市場調査部レポート

2018/11/09 12:50豪ドル/円、“ネックライン”突破!次なるターゲットは?

◆ファンダメンタルズ◆
<<相場環境>>
 6日に実施されたアメリカ中間選挙では、大方の予想通り民主党が下院で勝利する一方、共和党が上院で過半数を維持しました。大きなサプライズがなかった安心感からか、選挙結果を受けて米ドルや米株が上昇しました。トランプ大統領の暴走にある程度歯止めがかかり、また従来の「財政拡張+金融引締め」のポリシーミックスが「財政緊縮+金融緩和」の方向へややシフトするとみられることから、選挙結果からは「比較的安定した米ドル安」が想定されます。ただ、中間選挙という政治イベントを通過したことで、米ドルは経済ファンダメンタルズをより強く反映するかもしれません。
 もっとも、目先的には、中間選挙前の議員によるレームダックセッションが13日に召集されます。喫緊の課題は、12月7日に一部が期限切れとなる暫定予算への対応です。議会審議が難航するようならシャットダウン(政府機関の一部閉鎖)が意識されるかもしれません。また、セッションズ司法長官が更迭されたことで、モラー特別検察官によるロシア疑惑の捜査に横やりが入るようなら、トランプ政権と民主党との対立が先鋭化するかもしれません(政治不安は米ドル安要因か)。<西田>

【米ドル(/円)】
 8日の米FOMCは政策金利の据え置きを決定しました。声明文では、景気の堅調、失業率の低下や2%目標近辺での物価推移が指摘されました。FOMCは17年12月以降、3カ月ごと(FOMC2回に1回)に利上げを決定しており、声明文からはそのパターンに変化の兆候はみえませんでした。

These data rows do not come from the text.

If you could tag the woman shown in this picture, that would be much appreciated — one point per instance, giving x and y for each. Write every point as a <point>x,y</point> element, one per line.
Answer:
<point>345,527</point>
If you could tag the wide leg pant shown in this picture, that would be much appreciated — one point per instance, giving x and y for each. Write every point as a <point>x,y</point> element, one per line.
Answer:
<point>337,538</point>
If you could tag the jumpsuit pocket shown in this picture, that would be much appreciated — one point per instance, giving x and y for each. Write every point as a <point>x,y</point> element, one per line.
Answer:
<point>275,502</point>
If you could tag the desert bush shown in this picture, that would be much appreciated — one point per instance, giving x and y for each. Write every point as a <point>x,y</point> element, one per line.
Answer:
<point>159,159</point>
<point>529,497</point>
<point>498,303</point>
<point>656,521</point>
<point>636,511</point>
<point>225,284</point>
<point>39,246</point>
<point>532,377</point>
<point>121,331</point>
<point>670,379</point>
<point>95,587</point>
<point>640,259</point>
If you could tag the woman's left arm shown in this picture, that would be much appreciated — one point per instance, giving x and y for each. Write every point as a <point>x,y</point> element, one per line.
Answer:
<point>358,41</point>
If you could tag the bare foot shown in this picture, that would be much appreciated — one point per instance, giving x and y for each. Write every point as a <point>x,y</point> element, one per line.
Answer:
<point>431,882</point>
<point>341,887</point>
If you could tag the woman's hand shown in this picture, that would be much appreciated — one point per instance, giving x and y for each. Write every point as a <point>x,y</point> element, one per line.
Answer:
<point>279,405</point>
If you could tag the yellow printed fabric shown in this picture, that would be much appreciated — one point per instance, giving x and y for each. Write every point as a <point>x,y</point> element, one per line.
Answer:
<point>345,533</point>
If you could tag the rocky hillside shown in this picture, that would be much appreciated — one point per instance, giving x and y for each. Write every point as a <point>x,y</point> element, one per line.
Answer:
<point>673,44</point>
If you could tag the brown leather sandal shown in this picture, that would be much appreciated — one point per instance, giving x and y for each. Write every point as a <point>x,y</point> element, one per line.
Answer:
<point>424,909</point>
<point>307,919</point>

 FFレート(政策金利)先物に基づけば、市場のメインシナリオ(確率50%超)は、12月および19年3月と9月に追加利上げというものです。仮にその通りであれば、FFレートは2.75-3.00%へ引き上げられ、「高金利」が米ドルのサポート要因となりそうです。

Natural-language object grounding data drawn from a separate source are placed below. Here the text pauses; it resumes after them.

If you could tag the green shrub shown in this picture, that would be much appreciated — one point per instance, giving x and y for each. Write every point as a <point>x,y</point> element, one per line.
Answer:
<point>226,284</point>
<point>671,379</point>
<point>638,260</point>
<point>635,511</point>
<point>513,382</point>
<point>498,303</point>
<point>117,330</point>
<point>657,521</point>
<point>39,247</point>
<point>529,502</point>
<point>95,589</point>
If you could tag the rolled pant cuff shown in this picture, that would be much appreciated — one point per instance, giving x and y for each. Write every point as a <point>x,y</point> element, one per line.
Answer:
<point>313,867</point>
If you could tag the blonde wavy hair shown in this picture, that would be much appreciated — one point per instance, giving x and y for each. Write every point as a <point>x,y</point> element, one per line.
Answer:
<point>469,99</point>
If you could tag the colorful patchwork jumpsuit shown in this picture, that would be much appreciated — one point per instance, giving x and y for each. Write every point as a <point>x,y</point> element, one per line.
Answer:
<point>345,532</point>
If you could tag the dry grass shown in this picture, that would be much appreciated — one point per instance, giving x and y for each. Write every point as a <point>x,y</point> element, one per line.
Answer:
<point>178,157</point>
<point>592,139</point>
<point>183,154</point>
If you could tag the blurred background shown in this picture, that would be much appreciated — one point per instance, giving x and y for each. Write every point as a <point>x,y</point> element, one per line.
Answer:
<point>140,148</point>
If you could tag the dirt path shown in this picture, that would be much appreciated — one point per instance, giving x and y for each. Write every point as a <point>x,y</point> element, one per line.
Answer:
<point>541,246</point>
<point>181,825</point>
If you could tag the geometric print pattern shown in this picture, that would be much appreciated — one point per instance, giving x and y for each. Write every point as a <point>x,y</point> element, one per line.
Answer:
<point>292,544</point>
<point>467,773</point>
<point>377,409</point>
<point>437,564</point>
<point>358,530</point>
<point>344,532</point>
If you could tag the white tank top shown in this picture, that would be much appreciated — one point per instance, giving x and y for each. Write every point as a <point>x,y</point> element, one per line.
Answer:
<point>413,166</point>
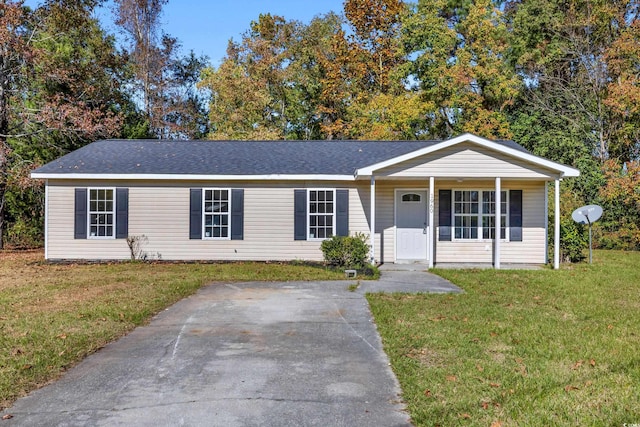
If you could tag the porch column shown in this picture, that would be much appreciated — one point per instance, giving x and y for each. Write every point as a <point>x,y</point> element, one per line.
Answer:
<point>373,220</point>
<point>498,212</point>
<point>431,240</point>
<point>556,231</point>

 来週(11/12- )は、10月のCPIコア(14日)同小売売上高11月のフィラ連銀指数やNY連銀指数(15日)10月の鉱工業生産(16日)など、米経済指標が多く発表されます。それらが景気堅調の持続を示すかどうか注目です。<西田>

【ユーロ
 欧州委員会はイタリアの2019年予算がEU財政ルールに抵触するとして、13日までに修正案の提出を求めています。これに対して、イタリアの連立政権は欧州委員会の予測が正しくないとして修正に応じない構えです。9日、イタリアのコンテ首相がユーロ圏財務相会合(ユーログループ)の議長と会談する予定です。何らかの進展があるかもしれません。

 イタリアの連立政権が修正に応じなければ、欧州委員会は21日にもイタリアへの制裁を財務相理事会に勧告する見込み。制裁として、最大でGDP比0.2%(2017年の実績に基づけば1.7兆ユーロ)の罰金が科される可能性があるようです。<西田>

【英ポンド】
 英国とEUの離脱交渉が合意に近いとの観測から、英ポンドが上昇する局面が散見されます。ただし、重要な問題が依然として解決していません。アイルランド国境の暫定措置(backstop=安全装置の意味)をどうするかという点です。
 英国とEUが新たな通商協定で合意するまで、英国全土が関税同盟に残留することでほぼ合意しています。しかし、その暫定措置に対して、英保守党内の強硬派は期限を設けるか、あるいは一方的に解除する権限を求めています。一方で、EUは安全装置である以上は無期限であるべきと主張しています。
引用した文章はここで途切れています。